公明党も岸田首相での総選挙を望まず

 4月28日投開票の衆院3補選が16日に告示された。その勝敗は岸田文雄首相(自民党総裁)の命運を握っているわけだが、首相はその結果とは別に通常国会の会期末解散を検討しているとされる。内閣支持率が長らく低迷する中、自民党のみならず連立を組む公明党も岸田首相による解散総選挙を望んでいない状況であることは意に介していないようなのだ。突き進む岸田首相を止められる人はいるのか。

「岸田首相は派閥解消など、サプライズをいくつか演出してきたのですが、国民の受けが芳しくなく、内閣支持率は長期低迷状態です。自民党のほとんどの議員や公明党は岸田首相ではない人物が首相・総裁になれば支持率は好転し、解散総選挙でそれなりに戦えると見ているのですが、なかなかそういったシチュエーションになりそうになく、頭を抱えている国会議員が多いようです」

 と、政治部デスク。

補選は全敗

 4月28日投開票の衆院3補選で自民党は2つの選挙区で不戦敗。唯一候補を擁立した島根1区での勝利も難しい状況だという。

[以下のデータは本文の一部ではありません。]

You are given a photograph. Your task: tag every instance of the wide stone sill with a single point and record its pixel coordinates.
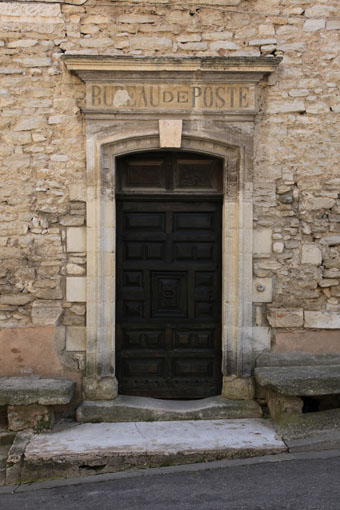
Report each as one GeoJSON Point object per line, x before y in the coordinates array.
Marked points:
{"type": "Point", "coordinates": [81, 62]}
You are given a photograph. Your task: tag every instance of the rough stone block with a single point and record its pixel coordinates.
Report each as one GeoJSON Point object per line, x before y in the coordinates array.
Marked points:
{"type": "Point", "coordinates": [24, 391]}
{"type": "Point", "coordinates": [311, 254]}
{"type": "Point", "coordinates": [285, 317]}
{"type": "Point", "coordinates": [237, 388]}
{"type": "Point", "coordinates": [262, 241]}
{"type": "Point", "coordinates": [280, 405]}
{"type": "Point", "coordinates": [76, 338]}
{"type": "Point", "coordinates": [36, 417]}
{"type": "Point", "coordinates": [300, 381]}
{"type": "Point", "coordinates": [322, 320]}
{"type": "Point", "coordinates": [262, 290]}
{"type": "Point", "coordinates": [45, 313]}
{"type": "Point", "coordinates": [76, 239]}
{"type": "Point", "coordinates": [76, 289]}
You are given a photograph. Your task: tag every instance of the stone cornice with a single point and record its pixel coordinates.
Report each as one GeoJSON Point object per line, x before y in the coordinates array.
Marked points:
{"type": "Point", "coordinates": [85, 66]}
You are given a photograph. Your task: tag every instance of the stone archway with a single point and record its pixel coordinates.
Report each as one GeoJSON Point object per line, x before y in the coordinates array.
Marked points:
{"type": "Point", "coordinates": [103, 148]}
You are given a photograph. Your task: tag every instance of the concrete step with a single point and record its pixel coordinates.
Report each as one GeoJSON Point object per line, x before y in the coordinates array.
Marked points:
{"type": "Point", "coordinates": [84, 449]}
{"type": "Point", "coordinates": [300, 380]}
{"type": "Point", "coordinates": [126, 408]}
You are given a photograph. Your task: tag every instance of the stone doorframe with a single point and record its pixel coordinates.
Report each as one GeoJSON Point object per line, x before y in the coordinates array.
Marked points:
{"type": "Point", "coordinates": [112, 133]}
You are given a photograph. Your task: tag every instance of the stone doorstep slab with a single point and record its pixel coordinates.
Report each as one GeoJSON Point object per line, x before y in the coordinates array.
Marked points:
{"type": "Point", "coordinates": [108, 447]}
{"type": "Point", "coordinates": [127, 408]}
{"type": "Point", "coordinates": [33, 390]}
{"type": "Point", "coordinates": [300, 381]}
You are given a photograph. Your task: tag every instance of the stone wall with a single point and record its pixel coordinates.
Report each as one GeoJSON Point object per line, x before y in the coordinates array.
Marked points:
{"type": "Point", "coordinates": [296, 167]}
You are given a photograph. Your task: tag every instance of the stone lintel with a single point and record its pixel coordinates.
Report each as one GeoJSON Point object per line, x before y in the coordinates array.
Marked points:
{"type": "Point", "coordinates": [80, 63]}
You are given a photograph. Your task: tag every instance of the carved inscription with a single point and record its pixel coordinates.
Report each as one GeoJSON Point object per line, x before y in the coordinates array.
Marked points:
{"type": "Point", "coordinates": [169, 97]}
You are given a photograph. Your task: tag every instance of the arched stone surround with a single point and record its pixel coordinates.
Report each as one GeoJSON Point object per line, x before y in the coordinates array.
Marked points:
{"type": "Point", "coordinates": [104, 144]}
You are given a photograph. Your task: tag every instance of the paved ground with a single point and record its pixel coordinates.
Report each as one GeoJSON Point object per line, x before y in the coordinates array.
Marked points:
{"type": "Point", "coordinates": [284, 482]}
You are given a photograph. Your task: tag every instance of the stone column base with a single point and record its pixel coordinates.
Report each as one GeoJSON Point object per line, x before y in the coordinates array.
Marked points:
{"type": "Point", "coordinates": [238, 388]}
{"type": "Point", "coordinates": [281, 405]}
{"type": "Point", "coordinates": [100, 389]}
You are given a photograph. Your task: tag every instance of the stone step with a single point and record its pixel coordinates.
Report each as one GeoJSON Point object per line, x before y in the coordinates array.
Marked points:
{"type": "Point", "coordinates": [93, 448]}
{"type": "Point", "coordinates": [300, 380]}
{"type": "Point", "coordinates": [126, 408]}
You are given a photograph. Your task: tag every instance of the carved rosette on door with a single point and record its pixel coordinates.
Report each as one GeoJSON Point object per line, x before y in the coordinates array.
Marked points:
{"type": "Point", "coordinates": [169, 275]}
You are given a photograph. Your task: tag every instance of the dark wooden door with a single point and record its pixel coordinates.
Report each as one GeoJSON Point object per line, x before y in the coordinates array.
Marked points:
{"type": "Point", "coordinates": [168, 295]}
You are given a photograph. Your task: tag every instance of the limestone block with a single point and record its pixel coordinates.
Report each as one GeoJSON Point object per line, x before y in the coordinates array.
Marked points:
{"type": "Point", "coordinates": [34, 417]}
{"type": "Point", "coordinates": [285, 317]}
{"type": "Point", "coordinates": [261, 339]}
{"type": "Point", "coordinates": [281, 405]}
{"type": "Point", "coordinates": [76, 289]}
{"type": "Point", "coordinates": [278, 247]}
{"type": "Point", "coordinates": [170, 133]}
{"type": "Point", "coordinates": [333, 25]}
{"type": "Point", "coordinates": [46, 312]}
{"type": "Point", "coordinates": [24, 391]}
{"type": "Point", "coordinates": [30, 13]}
{"type": "Point", "coordinates": [291, 107]}
{"type": "Point", "coordinates": [311, 254]}
{"type": "Point", "coordinates": [237, 388]}
{"type": "Point", "coordinates": [262, 290]}
{"type": "Point", "coordinates": [77, 191]}
{"type": "Point", "coordinates": [15, 299]}
{"type": "Point", "coordinates": [76, 239]}
{"type": "Point", "coordinates": [300, 381]}
{"type": "Point", "coordinates": [75, 338]}
{"type": "Point", "coordinates": [322, 320]}
{"type": "Point", "coordinates": [312, 25]}
{"type": "Point", "coordinates": [100, 389]}
{"type": "Point", "coordinates": [32, 122]}
{"type": "Point", "coordinates": [262, 241]}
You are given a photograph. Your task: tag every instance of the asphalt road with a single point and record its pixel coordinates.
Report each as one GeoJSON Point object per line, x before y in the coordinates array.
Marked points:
{"type": "Point", "coordinates": [304, 484]}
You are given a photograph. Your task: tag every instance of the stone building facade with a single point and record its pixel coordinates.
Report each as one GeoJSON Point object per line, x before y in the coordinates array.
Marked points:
{"type": "Point", "coordinates": [60, 138]}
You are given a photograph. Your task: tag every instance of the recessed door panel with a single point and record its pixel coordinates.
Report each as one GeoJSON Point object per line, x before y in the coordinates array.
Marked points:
{"type": "Point", "coordinates": [169, 290]}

「そういった状況を受け、普通なら岸田首相が辞意を固めるところなのですが、実際はそうではなく、6月解散を真剣に検討しているようです。これだけ国民的に不人気であれば、9月の自民党総裁選での再選は難しい。ならば、これまでの実績を並べて一縷(いちる)の望みにかけて衆院解散に打って出た方がまだ可能性があるという考えがベースにあるということでしょう」(同)

 首相が選挙を戦う上で参考にするのが選挙区の情勢調査だ。

「この調査結果は常に首相に報告されていますが、よくない数字が並んでいるとのこと。場合によっては自公で過半数割れさえ想定される中でも、“岸田首相なら国民の声を聞いてみたいと言いかねない”との声が上がっています」(同)

 そんな岸田首相を止められる人物はいるのだろうか。

麻生氏と森山氏

「可能性があるのは2人。自民党の麻生太郎副総裁と森山裕総務会長です。岸田首相が敬意を払っている2人ではありますが、悪い意味ではなくいずれも“いわゆる古い政治家”。首相がやりたいとかこうすると言ったことをさえぎるべきではないし、そんなことはできないといった考えの持ち主なのです」(同)

 この2人は、議席を1つでも減らさないためには退陣した方が良いと分かっていても、首相の立場の重さから、進言を慎むということのようだ。

「岸田首相の他の相談相手としては、木原誠二幹事長代理などいないわけではないですが、彼らが異論を挟む余地はない。最終的には首相の独断で決めることになるでしょう。首相の解散権行使をめぐってはこれまでも様々な意見がありましたが、今回改めてその力は強いなぁという印象を持っています」(同)

 安倍元首相、岸田首相とここ最近の選挙はいずれも与党にとって順風の状況下で行われてきただけに、永田町ではすでに緊張感が走っているという。